3. Té helado de fresa y ortiga
La ortiga tiene una larga historia en la medicina tradicional europea para tratar el dolor articular y la gota mediante la inhibición de las enzimas inflamatorias.
* Nota de seguridad: La ortiga puede interactuar con diuréticos y medicamentos para la presión arterial.
* Cómo hacerlo: Cocine a fuego lento 6 tazas de agua con 1 ½ tazas de fresas en rodajas y ¼ de cucharadita de extracto de vainilla durante 15 minutos. Retire del fuego, agregue 2 cucharadas de hojas de ortiga secas y deje reposar durante 10 minutos. Colar y servir sobre hielo.
4. Té helado de rosa mosqueta
Los escaramujos son una fuente concentrada de vitamina C y contienen varios compuestos, incluidos carotenoides y aceites grasos, que favorecen la salud de las articulaciones.
* Cómo hacerlo: Remoje 4 bolsitas de té de rosa mosqueta en 6 tazas de agua hervida durante 10 a 15 minutos. Deje enfriar a temperatura ambiente y sirva con hielo, adornado con menta fresca.
5. Té negro helado de limón
El té negro es una rica fuente de quercetina, que puede ayudar a reducir la rigidez que a menudo se siente por las mañanas.

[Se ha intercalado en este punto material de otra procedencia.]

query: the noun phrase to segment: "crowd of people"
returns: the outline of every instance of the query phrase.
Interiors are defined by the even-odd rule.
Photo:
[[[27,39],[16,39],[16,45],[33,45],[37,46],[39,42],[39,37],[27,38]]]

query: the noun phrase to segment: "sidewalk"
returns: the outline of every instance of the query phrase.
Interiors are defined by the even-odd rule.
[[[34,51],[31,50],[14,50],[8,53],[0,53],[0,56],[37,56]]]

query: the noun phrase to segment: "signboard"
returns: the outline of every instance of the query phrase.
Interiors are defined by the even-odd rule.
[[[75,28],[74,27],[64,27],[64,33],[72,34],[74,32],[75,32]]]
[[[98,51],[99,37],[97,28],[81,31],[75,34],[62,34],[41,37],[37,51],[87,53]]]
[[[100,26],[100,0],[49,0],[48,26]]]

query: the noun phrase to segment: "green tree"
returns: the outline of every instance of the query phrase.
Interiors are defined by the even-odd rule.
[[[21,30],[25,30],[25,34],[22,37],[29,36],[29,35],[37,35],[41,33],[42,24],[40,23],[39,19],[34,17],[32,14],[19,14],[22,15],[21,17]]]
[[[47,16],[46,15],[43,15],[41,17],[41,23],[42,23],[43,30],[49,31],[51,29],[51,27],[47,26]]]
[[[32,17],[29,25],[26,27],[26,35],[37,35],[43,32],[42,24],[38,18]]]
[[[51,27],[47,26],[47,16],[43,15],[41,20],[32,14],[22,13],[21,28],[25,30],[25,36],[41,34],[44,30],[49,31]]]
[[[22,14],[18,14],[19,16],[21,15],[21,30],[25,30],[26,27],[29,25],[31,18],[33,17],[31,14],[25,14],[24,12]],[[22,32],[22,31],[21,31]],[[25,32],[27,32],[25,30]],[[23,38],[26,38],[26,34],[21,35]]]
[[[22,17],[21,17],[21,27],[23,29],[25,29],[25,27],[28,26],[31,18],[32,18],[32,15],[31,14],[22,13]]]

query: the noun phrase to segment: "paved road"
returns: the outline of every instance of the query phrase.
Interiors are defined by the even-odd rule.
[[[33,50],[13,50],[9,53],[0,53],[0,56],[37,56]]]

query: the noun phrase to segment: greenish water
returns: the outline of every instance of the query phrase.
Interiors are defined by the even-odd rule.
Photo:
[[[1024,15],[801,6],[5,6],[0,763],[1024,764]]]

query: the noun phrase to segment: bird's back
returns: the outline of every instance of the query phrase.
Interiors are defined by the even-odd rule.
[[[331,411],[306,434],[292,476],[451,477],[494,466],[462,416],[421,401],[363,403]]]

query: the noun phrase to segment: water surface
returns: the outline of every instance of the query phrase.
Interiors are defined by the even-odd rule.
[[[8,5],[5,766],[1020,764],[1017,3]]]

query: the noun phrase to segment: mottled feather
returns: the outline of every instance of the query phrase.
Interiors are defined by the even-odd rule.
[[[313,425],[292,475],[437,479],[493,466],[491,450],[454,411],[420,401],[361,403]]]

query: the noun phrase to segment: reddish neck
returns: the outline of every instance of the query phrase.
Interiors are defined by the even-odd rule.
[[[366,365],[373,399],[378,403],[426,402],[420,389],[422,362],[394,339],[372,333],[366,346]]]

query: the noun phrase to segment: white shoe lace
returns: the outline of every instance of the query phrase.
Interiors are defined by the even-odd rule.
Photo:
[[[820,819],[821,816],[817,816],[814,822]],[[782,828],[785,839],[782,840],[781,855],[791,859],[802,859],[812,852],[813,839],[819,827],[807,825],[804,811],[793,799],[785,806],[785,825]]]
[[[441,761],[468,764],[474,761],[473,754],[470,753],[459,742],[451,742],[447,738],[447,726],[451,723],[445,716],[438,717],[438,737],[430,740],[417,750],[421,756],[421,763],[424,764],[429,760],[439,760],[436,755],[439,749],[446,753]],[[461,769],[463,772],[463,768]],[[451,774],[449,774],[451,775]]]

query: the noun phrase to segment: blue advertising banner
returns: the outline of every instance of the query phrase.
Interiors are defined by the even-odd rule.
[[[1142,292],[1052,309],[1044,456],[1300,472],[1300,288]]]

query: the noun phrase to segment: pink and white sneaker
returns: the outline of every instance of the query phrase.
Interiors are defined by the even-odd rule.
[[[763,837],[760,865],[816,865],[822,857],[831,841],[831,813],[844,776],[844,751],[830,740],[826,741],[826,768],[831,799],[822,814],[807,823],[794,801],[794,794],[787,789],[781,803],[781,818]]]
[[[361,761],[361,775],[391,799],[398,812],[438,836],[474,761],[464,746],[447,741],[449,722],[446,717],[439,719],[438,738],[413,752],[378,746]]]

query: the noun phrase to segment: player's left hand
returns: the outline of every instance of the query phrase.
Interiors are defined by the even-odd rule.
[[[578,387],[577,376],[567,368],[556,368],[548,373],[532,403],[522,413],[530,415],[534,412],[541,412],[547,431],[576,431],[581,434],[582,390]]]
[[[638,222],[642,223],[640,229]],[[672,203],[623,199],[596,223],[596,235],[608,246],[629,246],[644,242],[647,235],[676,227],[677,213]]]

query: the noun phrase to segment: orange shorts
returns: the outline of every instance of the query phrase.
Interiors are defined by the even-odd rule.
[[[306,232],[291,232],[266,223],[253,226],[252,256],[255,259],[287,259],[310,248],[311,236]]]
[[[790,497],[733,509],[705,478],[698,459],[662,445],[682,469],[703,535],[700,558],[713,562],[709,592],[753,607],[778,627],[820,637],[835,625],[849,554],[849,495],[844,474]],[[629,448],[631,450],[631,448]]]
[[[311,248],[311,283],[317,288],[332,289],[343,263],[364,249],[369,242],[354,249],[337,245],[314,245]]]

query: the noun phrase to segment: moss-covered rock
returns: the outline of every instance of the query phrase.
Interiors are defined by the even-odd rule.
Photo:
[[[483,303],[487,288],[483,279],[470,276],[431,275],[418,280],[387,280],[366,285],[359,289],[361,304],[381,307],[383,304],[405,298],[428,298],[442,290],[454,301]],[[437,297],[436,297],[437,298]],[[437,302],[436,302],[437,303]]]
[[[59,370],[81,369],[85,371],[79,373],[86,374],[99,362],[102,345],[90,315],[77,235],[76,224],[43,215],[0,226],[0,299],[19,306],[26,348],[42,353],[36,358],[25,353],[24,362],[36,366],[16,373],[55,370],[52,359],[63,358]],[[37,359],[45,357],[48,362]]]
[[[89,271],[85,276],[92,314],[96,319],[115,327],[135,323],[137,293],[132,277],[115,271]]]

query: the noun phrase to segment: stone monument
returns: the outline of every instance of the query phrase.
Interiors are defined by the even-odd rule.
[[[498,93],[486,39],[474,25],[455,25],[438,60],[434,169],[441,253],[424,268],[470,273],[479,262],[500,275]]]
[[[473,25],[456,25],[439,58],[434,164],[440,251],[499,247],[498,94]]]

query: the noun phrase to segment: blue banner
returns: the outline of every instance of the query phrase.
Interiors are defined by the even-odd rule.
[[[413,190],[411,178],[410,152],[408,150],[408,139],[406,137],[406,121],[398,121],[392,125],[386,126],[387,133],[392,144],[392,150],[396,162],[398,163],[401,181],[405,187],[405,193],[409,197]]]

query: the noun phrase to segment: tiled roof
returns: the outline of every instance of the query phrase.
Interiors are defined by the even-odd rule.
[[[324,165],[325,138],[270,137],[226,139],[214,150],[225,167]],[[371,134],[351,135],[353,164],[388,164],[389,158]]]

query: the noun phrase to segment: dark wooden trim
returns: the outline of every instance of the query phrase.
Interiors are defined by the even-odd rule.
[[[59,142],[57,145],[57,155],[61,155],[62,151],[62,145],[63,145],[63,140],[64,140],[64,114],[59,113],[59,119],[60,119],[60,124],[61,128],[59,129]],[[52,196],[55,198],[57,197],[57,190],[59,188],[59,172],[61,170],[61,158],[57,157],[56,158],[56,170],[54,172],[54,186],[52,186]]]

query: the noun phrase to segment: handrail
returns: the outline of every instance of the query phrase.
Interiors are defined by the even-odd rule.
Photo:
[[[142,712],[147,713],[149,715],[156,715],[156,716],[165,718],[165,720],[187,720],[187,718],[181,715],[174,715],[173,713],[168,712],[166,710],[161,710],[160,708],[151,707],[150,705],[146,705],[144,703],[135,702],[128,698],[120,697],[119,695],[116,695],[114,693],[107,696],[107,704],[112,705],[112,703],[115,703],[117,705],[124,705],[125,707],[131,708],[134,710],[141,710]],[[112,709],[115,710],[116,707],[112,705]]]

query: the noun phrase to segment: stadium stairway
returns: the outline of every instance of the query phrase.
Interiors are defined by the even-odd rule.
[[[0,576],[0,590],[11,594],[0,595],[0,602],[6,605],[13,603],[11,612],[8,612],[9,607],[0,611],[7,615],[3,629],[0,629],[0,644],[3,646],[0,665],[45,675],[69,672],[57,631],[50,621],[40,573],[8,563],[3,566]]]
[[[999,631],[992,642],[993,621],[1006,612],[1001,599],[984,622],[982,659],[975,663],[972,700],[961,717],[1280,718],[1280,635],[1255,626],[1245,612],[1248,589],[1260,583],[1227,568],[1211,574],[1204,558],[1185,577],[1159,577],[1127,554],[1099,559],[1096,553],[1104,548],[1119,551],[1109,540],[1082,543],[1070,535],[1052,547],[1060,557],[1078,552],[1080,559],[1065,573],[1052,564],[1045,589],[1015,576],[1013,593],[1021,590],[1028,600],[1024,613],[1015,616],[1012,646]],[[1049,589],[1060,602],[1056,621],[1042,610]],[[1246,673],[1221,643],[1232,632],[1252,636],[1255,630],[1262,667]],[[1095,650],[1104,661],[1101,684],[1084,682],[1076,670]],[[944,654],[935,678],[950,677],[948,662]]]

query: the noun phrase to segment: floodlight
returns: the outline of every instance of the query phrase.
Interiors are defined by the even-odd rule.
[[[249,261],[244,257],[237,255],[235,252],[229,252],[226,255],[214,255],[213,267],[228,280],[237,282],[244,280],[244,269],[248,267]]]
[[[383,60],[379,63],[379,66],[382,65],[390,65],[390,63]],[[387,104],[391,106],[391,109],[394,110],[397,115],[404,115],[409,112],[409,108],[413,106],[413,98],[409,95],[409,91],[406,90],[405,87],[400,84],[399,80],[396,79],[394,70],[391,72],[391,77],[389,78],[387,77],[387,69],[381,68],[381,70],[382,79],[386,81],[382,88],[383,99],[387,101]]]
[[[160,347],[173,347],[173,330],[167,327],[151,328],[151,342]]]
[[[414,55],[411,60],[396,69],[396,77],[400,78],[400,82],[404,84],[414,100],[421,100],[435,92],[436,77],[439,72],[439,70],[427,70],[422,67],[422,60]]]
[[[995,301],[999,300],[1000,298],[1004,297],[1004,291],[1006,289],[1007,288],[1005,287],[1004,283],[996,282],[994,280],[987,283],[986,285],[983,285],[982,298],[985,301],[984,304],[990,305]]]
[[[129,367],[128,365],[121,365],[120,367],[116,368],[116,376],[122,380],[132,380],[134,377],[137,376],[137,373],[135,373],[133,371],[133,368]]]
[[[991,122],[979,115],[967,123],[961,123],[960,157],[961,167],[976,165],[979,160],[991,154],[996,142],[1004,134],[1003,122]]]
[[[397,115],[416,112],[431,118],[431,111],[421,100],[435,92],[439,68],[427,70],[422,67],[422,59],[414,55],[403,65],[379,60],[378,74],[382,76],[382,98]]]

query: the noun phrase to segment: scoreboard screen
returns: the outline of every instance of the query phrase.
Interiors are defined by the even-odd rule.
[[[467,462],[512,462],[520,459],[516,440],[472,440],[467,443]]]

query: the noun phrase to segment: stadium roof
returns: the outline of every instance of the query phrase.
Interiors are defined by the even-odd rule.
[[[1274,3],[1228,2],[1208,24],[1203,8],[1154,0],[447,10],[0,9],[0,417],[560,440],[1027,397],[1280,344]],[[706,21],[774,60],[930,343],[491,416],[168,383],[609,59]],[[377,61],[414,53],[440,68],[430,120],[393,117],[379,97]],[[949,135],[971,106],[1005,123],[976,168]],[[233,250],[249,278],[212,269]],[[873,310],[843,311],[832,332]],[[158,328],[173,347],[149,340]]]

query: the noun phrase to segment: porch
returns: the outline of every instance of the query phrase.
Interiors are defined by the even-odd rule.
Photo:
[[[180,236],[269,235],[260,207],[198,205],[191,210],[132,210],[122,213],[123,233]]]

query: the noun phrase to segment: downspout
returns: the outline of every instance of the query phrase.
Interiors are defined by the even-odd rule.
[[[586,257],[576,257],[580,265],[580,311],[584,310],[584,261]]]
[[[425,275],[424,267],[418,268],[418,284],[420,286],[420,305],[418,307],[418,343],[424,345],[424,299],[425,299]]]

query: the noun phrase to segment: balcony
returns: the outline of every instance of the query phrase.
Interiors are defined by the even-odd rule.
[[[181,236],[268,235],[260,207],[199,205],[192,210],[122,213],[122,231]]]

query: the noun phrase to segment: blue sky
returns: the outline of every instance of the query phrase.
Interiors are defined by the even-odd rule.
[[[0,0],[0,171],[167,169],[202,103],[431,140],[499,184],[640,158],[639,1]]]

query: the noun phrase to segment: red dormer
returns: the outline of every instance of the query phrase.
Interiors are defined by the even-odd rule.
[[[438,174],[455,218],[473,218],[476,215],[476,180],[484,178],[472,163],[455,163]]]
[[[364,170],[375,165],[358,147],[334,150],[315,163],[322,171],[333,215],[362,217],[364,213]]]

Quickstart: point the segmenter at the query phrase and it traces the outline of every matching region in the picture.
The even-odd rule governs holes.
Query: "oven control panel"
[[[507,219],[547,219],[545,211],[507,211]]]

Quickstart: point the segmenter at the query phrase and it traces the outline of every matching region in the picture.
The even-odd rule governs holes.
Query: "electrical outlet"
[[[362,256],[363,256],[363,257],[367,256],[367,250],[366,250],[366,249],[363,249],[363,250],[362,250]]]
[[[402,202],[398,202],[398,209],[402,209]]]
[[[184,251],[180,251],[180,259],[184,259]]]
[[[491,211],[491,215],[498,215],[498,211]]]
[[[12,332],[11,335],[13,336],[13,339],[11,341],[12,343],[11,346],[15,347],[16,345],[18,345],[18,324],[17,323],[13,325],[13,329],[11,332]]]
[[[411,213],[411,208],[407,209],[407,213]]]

* Nota de seguridad: El té negro contiene cafeína. Si eres sensible a los estimulantes, opta por una versión descafeinada.
* Cómo prepararlo: Remoje 2 bolsitas de té negro en 4 tazas de agua hervida durante 3 a 5 minutos. Retire las bolsas, agregue 2 oz de jugo de limón, endulce al gusto y sirva con hielo.
Resumen
Si bien el té puede servir como una adición útil y deliciosa a un estilo de vida destinado a reducir la inflamación, es más efectivo cuando se usa como suplemento, no como reemplazo, de la atención médica profesional. Coordine siempre cualquier cambio dietético significativo con su proveedor de atención médica para garantizar la seguridad y eficacia.